消費か、利用か

 ぼくたちはこれまで、電気などのエネルギーを得るために、石炭、石油、ガスなどの化石燃料とウランを使ってきた。これらの資源は有限だ。有限とは、使っていけばいずれなくなってしまうということ。有限資源を使うというのは、「消費」するということだ。

 ここで問題になるのは、有限資源は誰のもので、それを現代人だけで消費してしまっていいかということだ。有限資源を使い尽してしまってもいいといえば、現代人の勝手な論理でしかない。有限なものは、どの世代にも残るように、使っていかなければならないのではないのか。そうしないと、世代間の公平さは生まれない。

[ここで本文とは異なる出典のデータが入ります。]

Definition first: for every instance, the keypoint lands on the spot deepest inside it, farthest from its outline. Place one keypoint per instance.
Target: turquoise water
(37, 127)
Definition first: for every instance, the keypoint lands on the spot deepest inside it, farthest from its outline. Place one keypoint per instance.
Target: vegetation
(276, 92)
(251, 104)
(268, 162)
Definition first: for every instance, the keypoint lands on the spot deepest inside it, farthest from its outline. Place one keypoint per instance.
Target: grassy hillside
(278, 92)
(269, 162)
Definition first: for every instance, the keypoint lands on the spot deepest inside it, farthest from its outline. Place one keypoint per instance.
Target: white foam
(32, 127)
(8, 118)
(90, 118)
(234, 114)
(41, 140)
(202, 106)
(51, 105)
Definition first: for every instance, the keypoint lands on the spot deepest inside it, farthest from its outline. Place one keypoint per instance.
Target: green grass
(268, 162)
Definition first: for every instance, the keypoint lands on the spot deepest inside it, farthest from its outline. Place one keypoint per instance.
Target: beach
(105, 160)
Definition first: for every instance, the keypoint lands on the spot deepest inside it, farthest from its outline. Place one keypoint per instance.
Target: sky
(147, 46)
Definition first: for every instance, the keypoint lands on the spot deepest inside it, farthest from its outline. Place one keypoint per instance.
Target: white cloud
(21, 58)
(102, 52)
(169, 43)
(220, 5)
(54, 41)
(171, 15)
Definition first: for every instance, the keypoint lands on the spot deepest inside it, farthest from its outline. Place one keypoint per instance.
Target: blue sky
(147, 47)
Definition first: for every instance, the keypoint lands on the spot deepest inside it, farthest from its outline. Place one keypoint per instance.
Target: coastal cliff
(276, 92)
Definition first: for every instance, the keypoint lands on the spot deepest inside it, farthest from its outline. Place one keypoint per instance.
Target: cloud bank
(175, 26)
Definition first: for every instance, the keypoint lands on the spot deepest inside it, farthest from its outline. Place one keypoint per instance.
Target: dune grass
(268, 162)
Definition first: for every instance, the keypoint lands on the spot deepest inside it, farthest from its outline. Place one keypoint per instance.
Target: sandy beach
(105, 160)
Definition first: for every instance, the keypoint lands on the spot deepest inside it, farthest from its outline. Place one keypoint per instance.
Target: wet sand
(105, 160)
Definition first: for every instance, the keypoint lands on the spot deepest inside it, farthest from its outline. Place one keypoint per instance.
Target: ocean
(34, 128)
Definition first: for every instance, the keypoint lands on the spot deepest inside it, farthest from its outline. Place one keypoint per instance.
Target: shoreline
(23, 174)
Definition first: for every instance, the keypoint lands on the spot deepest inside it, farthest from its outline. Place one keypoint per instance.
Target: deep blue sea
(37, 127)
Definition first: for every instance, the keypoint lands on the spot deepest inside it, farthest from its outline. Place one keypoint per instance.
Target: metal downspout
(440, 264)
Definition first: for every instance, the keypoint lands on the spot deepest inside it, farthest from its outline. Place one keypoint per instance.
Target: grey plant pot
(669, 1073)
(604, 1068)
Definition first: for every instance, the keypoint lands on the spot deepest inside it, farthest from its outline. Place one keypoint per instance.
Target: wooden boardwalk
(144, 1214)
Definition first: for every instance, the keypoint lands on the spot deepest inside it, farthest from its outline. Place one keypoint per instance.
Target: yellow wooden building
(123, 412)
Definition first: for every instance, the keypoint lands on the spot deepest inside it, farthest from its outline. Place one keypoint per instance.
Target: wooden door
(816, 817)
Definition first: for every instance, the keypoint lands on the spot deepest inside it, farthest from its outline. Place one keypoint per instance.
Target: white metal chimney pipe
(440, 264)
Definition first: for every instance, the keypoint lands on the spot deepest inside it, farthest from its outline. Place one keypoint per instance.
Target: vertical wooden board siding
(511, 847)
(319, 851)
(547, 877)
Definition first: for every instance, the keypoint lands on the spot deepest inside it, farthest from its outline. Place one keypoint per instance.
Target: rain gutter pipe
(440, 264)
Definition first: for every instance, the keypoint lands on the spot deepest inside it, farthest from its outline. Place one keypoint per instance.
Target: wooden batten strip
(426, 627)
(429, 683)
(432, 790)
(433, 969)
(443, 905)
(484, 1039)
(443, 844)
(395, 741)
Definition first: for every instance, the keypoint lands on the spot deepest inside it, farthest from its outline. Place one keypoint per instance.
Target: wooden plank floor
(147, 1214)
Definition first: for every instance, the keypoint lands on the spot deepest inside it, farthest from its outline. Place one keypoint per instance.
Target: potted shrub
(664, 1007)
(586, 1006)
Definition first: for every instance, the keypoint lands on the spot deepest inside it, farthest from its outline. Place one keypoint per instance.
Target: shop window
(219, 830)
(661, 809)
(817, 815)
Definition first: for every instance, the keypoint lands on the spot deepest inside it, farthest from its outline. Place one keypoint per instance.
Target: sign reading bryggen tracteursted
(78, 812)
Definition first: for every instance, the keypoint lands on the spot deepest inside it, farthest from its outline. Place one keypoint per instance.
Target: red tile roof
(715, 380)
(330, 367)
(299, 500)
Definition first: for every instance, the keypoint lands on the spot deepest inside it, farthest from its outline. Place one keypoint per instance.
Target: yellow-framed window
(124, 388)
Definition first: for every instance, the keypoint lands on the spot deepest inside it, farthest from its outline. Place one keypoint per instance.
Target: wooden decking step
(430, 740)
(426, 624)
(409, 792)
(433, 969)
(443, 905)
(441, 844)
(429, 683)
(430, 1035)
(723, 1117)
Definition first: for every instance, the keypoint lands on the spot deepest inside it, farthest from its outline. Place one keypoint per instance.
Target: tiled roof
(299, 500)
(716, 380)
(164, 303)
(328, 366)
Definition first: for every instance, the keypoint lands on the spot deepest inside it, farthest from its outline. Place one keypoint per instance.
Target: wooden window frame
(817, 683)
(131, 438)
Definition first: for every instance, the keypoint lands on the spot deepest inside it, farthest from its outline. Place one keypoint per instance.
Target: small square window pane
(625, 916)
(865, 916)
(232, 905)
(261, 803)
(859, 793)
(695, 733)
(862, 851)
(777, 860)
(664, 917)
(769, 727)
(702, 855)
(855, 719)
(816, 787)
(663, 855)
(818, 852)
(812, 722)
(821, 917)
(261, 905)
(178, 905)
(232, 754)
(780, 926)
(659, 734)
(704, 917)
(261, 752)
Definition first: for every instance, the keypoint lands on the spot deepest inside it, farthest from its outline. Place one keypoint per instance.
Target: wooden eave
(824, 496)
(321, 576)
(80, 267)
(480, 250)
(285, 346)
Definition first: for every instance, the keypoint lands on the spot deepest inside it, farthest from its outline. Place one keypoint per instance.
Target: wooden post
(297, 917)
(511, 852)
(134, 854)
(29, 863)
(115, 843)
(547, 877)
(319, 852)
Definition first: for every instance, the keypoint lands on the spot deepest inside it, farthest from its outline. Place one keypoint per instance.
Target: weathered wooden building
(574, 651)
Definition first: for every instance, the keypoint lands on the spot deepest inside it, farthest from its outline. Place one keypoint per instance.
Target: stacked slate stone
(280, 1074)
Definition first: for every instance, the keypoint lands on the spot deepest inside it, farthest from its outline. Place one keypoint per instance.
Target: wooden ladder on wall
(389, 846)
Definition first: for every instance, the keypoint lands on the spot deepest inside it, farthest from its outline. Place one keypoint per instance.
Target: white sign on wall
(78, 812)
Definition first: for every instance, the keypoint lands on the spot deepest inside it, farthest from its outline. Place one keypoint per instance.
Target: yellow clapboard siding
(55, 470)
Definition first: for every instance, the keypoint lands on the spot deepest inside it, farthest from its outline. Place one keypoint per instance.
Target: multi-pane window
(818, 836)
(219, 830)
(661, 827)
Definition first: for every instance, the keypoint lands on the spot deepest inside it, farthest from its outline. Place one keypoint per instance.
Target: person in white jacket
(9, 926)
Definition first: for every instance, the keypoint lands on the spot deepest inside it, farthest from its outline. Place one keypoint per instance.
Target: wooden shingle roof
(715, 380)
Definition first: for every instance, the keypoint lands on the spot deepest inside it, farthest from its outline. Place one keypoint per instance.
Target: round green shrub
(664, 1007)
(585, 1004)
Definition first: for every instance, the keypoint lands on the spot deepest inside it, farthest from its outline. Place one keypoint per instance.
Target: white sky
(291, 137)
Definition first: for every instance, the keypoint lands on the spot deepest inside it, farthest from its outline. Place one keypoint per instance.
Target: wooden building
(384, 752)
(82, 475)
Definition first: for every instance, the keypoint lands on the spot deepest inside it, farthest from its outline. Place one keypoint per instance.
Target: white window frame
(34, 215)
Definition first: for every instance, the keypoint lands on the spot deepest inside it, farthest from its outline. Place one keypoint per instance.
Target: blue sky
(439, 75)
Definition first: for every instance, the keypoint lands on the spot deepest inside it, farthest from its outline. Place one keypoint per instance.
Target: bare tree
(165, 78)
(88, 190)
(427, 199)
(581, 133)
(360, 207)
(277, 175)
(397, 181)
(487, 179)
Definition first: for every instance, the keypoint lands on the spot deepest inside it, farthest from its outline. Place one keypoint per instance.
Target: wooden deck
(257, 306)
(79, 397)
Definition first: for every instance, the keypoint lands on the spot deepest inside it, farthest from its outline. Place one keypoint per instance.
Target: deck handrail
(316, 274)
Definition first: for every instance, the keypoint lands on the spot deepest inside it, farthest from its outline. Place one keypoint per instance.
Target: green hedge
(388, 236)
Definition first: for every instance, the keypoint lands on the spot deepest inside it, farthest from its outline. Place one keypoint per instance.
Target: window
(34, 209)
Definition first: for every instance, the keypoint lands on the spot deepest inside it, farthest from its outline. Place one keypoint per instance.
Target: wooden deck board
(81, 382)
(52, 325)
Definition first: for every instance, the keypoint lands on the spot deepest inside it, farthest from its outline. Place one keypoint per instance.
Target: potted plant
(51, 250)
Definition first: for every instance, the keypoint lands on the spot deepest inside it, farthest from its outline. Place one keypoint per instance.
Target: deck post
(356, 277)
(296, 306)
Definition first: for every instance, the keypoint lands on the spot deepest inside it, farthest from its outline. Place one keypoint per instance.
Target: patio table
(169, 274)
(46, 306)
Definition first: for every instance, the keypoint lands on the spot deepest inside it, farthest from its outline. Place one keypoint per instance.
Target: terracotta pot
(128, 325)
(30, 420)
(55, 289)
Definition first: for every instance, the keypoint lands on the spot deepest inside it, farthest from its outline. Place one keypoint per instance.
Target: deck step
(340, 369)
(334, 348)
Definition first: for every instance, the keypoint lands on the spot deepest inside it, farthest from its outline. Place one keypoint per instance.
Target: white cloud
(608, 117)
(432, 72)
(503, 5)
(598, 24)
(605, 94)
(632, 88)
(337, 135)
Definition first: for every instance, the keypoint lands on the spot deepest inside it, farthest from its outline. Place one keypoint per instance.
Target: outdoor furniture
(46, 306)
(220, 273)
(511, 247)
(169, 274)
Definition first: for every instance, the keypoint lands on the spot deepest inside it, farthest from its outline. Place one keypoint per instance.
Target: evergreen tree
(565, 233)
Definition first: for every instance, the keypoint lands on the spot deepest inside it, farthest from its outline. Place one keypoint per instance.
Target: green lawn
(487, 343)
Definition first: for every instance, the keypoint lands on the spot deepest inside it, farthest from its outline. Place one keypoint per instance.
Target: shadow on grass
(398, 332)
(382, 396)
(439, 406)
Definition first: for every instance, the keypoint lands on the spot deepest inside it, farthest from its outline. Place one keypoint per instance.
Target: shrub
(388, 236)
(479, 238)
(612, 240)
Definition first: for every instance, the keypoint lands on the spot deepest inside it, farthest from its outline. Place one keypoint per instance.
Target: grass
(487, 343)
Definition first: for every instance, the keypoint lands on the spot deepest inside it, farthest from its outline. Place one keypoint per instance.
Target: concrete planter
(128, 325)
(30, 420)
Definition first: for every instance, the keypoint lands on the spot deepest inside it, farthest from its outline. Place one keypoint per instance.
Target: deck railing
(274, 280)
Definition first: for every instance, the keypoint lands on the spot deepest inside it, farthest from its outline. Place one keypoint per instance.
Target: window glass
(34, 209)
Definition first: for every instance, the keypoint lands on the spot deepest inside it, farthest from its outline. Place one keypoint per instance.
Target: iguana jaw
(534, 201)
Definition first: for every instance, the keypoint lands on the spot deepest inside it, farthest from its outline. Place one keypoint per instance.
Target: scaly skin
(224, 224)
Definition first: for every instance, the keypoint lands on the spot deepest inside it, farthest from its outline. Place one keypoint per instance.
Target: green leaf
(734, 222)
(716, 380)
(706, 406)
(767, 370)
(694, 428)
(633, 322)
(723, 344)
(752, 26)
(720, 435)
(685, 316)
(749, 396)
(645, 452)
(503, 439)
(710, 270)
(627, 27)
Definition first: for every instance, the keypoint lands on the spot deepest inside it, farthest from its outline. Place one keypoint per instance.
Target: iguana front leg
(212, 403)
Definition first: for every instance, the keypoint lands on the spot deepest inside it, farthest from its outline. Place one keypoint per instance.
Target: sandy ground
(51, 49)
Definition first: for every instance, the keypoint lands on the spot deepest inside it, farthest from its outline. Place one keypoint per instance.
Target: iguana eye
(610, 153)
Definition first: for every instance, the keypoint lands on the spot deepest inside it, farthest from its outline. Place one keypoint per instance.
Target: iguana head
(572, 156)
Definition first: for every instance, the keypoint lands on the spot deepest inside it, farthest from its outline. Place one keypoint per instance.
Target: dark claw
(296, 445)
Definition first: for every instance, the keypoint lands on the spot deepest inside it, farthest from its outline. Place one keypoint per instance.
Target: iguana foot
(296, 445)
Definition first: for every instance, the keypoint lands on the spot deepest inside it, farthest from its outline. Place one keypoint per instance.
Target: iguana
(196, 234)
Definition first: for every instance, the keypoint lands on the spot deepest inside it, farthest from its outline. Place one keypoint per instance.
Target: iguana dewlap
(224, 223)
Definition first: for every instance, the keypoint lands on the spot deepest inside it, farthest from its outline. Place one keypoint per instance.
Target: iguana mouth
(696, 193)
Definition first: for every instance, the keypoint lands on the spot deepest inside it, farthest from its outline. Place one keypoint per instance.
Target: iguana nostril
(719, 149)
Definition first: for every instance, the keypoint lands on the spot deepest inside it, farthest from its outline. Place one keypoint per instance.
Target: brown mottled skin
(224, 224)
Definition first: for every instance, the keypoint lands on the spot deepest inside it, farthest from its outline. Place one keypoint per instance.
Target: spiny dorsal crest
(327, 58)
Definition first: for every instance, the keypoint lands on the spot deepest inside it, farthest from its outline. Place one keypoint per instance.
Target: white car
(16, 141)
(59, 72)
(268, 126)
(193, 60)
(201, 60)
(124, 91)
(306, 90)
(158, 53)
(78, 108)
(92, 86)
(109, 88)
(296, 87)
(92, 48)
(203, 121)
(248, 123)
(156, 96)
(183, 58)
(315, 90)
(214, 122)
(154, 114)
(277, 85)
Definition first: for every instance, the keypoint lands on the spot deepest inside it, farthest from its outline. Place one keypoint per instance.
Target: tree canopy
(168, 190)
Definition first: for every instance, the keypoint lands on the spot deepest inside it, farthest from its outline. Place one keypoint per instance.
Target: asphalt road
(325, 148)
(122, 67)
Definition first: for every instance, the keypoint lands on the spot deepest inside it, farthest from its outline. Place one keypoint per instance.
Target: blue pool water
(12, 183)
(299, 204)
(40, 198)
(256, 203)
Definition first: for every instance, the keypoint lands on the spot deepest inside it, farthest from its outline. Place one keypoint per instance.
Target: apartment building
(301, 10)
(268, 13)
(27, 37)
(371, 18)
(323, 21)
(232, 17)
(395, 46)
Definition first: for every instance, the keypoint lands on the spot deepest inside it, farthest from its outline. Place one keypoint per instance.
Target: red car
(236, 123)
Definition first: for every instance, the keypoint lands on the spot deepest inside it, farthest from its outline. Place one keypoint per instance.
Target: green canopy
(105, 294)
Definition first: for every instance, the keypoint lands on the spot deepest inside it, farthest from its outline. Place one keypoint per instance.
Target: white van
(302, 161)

 資源はたくさんあるのだから、心配ないというかもしれない。

 石油の産出量が最大となって、それ以降石油の算出量が減少するのを石油ピークという。これまで、その時期が近いうちに訪れるといわれてきました。でも、いつまで経ってもピークがこないないではないかという人もいるかもしれない。また、シェールガスがあるから、まだ当分大丈夫だという人もいるかもしない。

 それに対し、NGOエネルギー・ウォッチはシェールガスの埋蔵量は予想されているよりもはるかに少ないとしている。

 有限資源のピークがいつになろうが、有限なものは有限である。それをを忘れてはならない。現代人は自分勝手に有限資源を使い尽くすのではなく、後世の世代も現代人と同じレベルで生活ができるように、有限資源を持続的に使っていく方法を考えなければないらない。

 さらに、無限にある資源を使うことも考えなければならない。エネルギー源が無限にあれば、消費することにはならない。無限にあるものを「利用」しているにすぎなくなる。

 それによってはじめて、社会と経済の持続性が保証される。

 でもこれまで、ぼくたちはそれをしてこなかった。それが問題だ。